Médico e ex-secretário de saúde, Jorge Solla elogia MEC e afirma que OAB da Medicina “não é a solução”
Por Fernando Duarte / Eduarda Pinto
O médico e deputado federal baiano, Jorge Solla elogiou o Ministério da Educação (MEC) pela realização do Exame Nacional de Avaliação da Formação Médica (Enamed) e afirmou, que a pressão para a criação de uma “OAB da Medicina”, projeto de lei que defendido pelo Conselho Federal de Medicina (CFM), “não é a solução” para o baixo desempenho dos formandos.
Em entrevista ao Bahia Notícias, o representante do PT no Congresso Nacional, que já atuou como secretário municipal de saúde de Vitória da Conquista, alega que o processo de avaliação não deve penalizar os alunos. “Primeiro, parabenizar o Ministério da Educação, que construiu um processo extremamente positivo de avaliação, necessário e com uma lógica, que você precisa fazer um processo que não penalize os alunos, mas que faça com que a rede se qualifique, melhore a formação profissional”, destacou o deputado.

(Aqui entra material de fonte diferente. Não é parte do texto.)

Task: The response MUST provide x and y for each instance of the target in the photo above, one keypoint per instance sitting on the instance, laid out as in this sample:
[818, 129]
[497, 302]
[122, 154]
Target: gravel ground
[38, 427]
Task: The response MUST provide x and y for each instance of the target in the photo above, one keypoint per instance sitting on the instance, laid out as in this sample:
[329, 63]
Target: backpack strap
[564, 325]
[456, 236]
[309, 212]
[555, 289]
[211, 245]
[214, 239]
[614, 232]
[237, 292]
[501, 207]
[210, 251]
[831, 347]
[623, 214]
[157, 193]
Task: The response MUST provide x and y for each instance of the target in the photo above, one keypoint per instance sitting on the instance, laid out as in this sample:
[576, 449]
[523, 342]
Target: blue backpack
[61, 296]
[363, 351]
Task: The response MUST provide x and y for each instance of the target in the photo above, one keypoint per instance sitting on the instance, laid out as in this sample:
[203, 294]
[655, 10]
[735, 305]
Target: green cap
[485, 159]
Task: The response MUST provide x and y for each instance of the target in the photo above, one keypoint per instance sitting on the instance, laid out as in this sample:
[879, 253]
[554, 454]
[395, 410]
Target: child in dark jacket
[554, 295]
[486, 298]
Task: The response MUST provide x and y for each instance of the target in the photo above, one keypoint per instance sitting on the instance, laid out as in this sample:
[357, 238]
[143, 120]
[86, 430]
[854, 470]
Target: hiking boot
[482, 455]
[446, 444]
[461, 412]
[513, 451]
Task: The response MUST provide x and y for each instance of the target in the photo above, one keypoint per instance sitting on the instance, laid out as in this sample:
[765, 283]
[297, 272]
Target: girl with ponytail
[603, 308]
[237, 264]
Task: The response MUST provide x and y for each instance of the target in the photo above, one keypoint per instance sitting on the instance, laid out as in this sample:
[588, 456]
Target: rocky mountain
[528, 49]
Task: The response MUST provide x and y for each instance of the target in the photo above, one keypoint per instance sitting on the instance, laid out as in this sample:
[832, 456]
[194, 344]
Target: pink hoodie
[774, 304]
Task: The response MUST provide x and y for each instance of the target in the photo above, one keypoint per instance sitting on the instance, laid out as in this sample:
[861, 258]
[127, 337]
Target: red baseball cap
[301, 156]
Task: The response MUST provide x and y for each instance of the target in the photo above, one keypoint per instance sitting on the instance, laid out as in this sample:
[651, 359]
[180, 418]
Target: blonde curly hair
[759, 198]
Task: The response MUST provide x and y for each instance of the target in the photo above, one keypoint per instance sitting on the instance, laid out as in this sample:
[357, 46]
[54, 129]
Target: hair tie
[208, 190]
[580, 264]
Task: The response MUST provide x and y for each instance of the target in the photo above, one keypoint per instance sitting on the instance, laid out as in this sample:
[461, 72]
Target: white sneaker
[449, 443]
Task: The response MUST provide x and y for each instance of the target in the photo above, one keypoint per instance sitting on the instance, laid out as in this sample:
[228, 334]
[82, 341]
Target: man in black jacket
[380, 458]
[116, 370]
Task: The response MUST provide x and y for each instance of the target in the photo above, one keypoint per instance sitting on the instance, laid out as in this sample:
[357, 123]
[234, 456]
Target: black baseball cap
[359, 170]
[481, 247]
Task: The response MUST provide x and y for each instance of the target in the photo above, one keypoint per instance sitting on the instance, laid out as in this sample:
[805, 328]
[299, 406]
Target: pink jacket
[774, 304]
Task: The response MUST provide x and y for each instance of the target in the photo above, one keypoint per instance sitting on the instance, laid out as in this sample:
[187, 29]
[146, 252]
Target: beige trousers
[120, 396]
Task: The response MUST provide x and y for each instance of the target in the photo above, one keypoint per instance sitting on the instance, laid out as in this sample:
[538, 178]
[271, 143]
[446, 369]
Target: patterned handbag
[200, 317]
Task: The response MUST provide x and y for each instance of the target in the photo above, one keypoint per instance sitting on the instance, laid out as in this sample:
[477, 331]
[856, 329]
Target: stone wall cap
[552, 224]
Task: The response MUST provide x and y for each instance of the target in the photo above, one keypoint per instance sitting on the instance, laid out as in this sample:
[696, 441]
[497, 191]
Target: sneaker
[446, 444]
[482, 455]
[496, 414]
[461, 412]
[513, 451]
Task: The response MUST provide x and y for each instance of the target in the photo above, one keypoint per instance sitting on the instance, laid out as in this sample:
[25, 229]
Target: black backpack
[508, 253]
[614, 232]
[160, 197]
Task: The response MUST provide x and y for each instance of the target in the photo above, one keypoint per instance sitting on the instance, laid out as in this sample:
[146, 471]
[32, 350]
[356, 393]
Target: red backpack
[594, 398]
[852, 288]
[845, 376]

Para Solla, “a prova da OAB [Ordem dos Advogados do Brasil] não melhorou nenhum curso de direito”. O médico aponta que a prova apenas criou um novo mercado privado de educação. “[A OAB] Apenas retardou a entrada no mercado de trabalho e criou o outro mercado privado dos cursinhos para a prova da OAB. A proposta que está hoje no Congresso, com o apoio do CFM [Conselho Federal de Medicina], só vai beneficiar os empresários da educação”, explica.

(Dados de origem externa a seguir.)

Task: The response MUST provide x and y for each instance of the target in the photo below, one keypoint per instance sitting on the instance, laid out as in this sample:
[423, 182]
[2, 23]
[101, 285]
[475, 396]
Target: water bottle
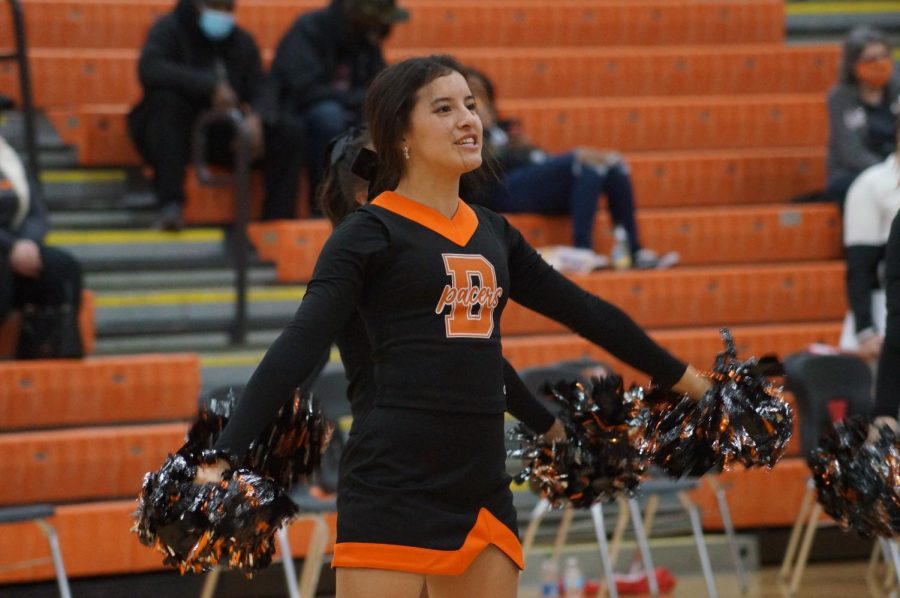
[573, 579]
[549, 579]
[621, 253]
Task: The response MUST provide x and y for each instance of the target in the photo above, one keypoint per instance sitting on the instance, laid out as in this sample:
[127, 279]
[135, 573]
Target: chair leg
[537, 515]
[210, 583]
[878, 551]
[315, 553]
[600, 529]
[694, 514]
[650, 513]
[787, 564]
[643, 545]
[615, 544]
[803, 556]
[562, 534]
[894, 551]
[62, 581]
[725, 513]
[287, 561]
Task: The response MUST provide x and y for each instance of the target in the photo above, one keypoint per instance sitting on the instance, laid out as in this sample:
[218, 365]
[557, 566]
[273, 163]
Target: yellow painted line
[134, 237]
[813, 8]
[83, 176]
[243, 359]
[158, 298]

“Os cursos que são ruins, vão continuar ruins, como acontece com o direito, e vai criar um mercado dos cursinhos para a prova do CFM”, sucinta.
O ex-gestor de saúde criticou ainda a atuação do Conselho Federal de Medicina no que diz respeito à criação dos novos cursos de medicina. Segundo ele, “o CFM negociou com o governo Temer” a retirada de uma portaria do governo de Dilma Rousseff que regulamentava a abertura de novas vagas e cursos de Medicina no Brasil.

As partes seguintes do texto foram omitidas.